Ses mains se posèrent sur sa taille. Elle sentit la pression ferme de ses paumes qui l’attiraient en arrière, contre lui. Son souffle s’accéléra.
— Massimo…
— Chut.
Il glissa un bras autour de sa taille, l’autre main venant écarter un pan de la soie, lentement, comme s’il avait l’éternité devant lui.
— Vous ne direz rien. Vous écouterez.
Sa voix vibrait dans son oreille, grave, presque caressante.
— Vous êtes venue ici persuadée de pouvoir nous manipuler. De nous faire tomber un par un.
Sa main libre remonta le long de sa cuisse nue, à peine effleurée par le tissu. Son souffle se coupa.
— Peut-être y parviendrez-vous.
Ses doigts continuèrent leur lente ascension, jusqu’au creux de sa hanche.
— Mais ce que vous n’avez pas compris…
Il la força à pivoter, jusqu’à ce qu’elle soit face à lui. Ses yeux étaient sombres, brûlants d’une détermination qu’elle n’avait jamais rencontrée.
— …c’est qu’en chemin, vous allez vous perdre.
Il abaissa son visage. Ses lèvres frôlèrent les siennes, sans les prendre vraiment. Un effleurement si léger qu’il ressemblait à une torture.
— Et je serai le premier à le voir.
Elle resta immobile. Sa poitrine se soulevait sous la soie. Il n’eut qu’à lever la main pour effleurer la naissance de ses seins.
Elle crut qu’il allait la prendre là, debout contre la vitre. Qu’il allait briser la dernière frontière qu’elle se jurait de défendre.
Mais il se contenta de l’embrasser.
Pas un baiser tendre. Pas une caresse. Un baiser dur, possessif, qui la coupa du monde. Ses mains l’enserraient si fermement qu’elle sut qu’elle n’avait plus aucune échappatoire.
Quand il recula, elle dut s’agripper à son avant-bras pour ne pas fléchir.
Son regard la brûlait encore.
— Maintenant, murmura-t-il, retournez dans votre chambre.
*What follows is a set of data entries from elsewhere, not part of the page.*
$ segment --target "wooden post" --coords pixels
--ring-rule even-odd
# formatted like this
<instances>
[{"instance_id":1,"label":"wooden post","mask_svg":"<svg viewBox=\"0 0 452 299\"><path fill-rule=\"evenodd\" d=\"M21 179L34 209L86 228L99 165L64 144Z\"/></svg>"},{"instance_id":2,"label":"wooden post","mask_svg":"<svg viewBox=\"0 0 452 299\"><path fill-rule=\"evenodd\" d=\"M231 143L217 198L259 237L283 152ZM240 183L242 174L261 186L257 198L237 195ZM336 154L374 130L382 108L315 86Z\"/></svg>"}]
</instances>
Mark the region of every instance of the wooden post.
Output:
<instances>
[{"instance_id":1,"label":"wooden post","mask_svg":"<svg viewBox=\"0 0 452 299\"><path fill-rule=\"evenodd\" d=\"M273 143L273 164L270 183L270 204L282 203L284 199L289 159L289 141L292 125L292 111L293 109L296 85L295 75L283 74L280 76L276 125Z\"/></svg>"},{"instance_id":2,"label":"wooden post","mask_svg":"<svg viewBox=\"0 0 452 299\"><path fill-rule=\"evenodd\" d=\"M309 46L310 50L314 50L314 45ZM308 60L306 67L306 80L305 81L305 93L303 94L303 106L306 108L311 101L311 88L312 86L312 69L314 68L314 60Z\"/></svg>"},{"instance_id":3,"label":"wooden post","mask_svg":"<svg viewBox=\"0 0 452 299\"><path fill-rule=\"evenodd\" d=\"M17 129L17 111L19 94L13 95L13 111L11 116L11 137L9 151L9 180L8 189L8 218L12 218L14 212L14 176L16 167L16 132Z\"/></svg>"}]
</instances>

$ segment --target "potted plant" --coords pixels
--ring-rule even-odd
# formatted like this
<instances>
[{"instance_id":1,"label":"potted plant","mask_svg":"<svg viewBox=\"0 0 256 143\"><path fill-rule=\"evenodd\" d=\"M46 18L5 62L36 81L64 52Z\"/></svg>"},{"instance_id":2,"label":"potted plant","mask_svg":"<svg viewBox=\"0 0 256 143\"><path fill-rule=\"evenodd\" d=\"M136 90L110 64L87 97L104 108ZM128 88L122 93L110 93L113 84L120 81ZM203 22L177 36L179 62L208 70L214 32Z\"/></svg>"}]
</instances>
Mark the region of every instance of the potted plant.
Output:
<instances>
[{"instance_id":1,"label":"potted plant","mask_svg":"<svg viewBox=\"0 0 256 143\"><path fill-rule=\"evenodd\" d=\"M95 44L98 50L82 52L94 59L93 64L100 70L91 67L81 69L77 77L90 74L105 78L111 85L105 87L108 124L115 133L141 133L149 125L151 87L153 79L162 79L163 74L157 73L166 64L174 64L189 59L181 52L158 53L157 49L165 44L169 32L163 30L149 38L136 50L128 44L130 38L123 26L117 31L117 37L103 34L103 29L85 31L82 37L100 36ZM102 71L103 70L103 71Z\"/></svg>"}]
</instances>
Elle tenta de parler. Aucun mot ne vint.
— Retournez-y, répéta-t-il plus bas.
Elle tourna les talons. Chaque pas ressemblait à une reddition.
Quand elle atteignit le couloir, son cœur battait si fort qu’elle crut qu’il allait éclater.
Elle comprit que cette nuit marquait le vrai commencement.
Celui où elle n’était plus certaine de savoir qui était la proie, et qui était le chasseur.